I forgot to mention I threw up in my wine glass AND my neighbors empty cup.
she just took adderol and chased it w dog water
He's trying to get everyone in the bathtub for a team meeting about how we're gonna find his car. Which is parked outside. Think we should cut him off?
I standby a snuggie being perfectly acceptable attire for drunkenly walking your dog at 5am. Our new neighbors did not seem to agree.
people came up our fire escape and one had a cut on his leg and he was beautiful so i told him i was an emt and bandaged it with princess bandaids
Is it acceptable to have my intern get me pedialite and plan b?
It's a learning experience. She can add to her resume that she cured her bosses hangover and poor decisions
I may not be his cup of tea, but I bet I'm his 10th shot of tequila
If you can't seal the deal with her, I will. And you know I'll be successful. So there's your incentive
Would it be crossing a line if I told him that I now know his girlfriend has a huge mole on her left ass cheek?

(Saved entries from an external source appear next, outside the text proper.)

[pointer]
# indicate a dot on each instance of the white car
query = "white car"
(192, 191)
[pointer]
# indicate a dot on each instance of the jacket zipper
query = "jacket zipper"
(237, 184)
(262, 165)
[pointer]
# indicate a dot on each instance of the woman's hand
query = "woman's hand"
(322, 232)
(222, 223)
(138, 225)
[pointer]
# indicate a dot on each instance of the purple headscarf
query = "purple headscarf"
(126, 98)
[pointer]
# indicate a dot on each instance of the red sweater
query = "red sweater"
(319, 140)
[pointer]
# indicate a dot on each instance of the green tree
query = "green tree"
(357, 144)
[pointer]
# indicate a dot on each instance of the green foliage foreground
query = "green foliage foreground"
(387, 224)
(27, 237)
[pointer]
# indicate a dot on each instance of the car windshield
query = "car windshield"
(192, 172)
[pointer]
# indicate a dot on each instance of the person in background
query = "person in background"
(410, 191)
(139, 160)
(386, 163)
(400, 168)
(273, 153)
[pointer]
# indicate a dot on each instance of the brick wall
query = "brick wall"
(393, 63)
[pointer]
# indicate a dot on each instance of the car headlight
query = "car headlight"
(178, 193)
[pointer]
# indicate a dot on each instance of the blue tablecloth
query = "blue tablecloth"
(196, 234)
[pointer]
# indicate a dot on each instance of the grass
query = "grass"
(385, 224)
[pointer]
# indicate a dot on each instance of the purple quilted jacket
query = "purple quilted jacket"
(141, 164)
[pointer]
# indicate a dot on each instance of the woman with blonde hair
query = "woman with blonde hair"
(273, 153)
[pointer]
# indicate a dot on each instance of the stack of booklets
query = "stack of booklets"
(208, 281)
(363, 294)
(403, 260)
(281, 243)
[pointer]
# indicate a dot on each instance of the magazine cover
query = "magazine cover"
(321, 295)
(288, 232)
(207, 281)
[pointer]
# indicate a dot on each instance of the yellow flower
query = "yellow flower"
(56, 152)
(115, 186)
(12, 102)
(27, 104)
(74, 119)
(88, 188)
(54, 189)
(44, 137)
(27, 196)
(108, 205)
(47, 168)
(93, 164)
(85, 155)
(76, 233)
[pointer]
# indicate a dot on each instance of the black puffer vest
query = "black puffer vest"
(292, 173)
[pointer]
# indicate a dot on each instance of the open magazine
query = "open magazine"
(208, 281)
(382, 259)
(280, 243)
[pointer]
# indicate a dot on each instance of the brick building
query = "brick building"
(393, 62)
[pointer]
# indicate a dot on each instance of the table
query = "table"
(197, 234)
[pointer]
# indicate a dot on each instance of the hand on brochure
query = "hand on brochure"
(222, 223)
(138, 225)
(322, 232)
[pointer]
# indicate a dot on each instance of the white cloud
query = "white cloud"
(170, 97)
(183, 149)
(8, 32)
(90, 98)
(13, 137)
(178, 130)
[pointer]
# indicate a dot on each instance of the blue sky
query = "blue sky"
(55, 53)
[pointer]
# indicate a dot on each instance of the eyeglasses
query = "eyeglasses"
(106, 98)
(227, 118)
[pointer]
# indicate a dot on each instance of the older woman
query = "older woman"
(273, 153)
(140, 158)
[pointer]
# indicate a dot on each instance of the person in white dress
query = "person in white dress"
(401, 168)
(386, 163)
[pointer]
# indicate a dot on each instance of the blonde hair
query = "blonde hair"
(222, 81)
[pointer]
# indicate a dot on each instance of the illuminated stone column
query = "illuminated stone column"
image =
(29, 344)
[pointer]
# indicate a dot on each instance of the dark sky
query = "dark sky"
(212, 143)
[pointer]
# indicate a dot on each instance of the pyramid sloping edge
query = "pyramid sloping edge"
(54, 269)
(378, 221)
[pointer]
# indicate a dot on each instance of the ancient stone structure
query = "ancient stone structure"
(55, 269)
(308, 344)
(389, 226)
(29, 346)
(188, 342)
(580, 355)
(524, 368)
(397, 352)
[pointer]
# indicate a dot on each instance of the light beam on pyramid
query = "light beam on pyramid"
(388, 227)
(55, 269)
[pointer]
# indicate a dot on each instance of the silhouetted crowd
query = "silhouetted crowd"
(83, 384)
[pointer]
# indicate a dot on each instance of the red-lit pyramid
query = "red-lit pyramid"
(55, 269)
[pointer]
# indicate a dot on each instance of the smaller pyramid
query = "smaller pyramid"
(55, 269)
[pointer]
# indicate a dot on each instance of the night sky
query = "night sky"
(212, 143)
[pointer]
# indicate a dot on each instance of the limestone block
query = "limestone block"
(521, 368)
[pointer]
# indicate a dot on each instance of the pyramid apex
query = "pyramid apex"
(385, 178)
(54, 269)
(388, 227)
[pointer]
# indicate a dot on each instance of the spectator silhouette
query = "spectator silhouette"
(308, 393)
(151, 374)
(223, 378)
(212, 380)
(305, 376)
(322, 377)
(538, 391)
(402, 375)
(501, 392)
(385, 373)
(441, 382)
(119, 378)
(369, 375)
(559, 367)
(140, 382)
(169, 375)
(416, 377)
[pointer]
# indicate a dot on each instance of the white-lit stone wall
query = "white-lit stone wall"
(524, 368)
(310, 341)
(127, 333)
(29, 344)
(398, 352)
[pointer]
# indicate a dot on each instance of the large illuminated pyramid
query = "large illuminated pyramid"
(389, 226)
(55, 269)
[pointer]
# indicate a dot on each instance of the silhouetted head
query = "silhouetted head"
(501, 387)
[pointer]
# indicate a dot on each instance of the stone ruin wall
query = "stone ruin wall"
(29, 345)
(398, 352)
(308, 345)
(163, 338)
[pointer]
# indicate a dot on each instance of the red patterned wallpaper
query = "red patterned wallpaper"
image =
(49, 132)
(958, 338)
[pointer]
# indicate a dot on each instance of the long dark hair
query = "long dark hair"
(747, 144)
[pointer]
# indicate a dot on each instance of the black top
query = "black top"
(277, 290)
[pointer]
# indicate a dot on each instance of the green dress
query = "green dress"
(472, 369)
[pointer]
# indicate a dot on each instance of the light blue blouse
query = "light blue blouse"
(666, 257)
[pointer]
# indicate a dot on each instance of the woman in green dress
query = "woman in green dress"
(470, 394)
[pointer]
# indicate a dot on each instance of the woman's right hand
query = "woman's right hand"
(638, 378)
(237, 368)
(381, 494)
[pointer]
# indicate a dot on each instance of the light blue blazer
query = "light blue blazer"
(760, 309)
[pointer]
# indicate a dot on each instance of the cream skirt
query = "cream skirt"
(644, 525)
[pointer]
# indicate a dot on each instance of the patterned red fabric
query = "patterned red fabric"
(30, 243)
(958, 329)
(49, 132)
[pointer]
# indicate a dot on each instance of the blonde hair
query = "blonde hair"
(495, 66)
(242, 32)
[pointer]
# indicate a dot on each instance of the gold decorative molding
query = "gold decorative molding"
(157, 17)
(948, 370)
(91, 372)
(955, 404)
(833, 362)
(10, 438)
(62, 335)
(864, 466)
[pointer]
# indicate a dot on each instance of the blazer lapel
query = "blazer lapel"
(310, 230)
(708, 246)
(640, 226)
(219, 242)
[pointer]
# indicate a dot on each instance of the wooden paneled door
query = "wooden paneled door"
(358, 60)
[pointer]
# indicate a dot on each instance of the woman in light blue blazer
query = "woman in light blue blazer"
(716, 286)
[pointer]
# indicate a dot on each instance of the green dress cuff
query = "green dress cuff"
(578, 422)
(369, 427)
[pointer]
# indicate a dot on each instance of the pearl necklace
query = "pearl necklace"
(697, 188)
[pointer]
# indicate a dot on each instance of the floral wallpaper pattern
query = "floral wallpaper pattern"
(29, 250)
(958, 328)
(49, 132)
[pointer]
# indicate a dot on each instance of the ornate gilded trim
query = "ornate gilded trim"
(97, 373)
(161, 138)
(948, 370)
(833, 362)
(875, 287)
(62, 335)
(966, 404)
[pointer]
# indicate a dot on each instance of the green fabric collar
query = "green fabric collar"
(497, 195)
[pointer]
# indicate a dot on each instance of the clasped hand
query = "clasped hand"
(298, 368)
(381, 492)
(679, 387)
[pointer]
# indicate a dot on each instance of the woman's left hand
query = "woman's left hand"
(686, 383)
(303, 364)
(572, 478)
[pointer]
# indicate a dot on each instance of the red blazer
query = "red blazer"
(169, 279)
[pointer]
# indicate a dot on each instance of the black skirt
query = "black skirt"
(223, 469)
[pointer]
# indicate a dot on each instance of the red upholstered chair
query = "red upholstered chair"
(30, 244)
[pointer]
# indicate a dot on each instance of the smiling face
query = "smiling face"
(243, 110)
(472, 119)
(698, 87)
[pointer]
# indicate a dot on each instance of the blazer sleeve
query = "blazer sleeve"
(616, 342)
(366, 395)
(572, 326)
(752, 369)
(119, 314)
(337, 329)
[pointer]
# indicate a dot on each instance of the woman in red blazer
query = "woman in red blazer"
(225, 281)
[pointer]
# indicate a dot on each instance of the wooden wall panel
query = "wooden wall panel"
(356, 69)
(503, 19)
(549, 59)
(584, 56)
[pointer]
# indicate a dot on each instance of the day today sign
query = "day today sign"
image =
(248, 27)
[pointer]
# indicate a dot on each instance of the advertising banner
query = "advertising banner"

He wore socks while I was giving him head. I couldn't even focus on his penis because of the socks.
I'm pretty sure that's why we have such good sex because we are secretly trying to kill each other
I felt like the hulk waking up from a black out except with munchies
If I could eat my chicken parm naked, it would be the closest I could ever be to God.
I just bought a mini nerf gun so he could make a bowl out of it, I deserve the fuck buddy of the year award!
Before making travel and hotel reservations to meet your "affair" for the first time, consult your menstrual calendar! $633 wasted!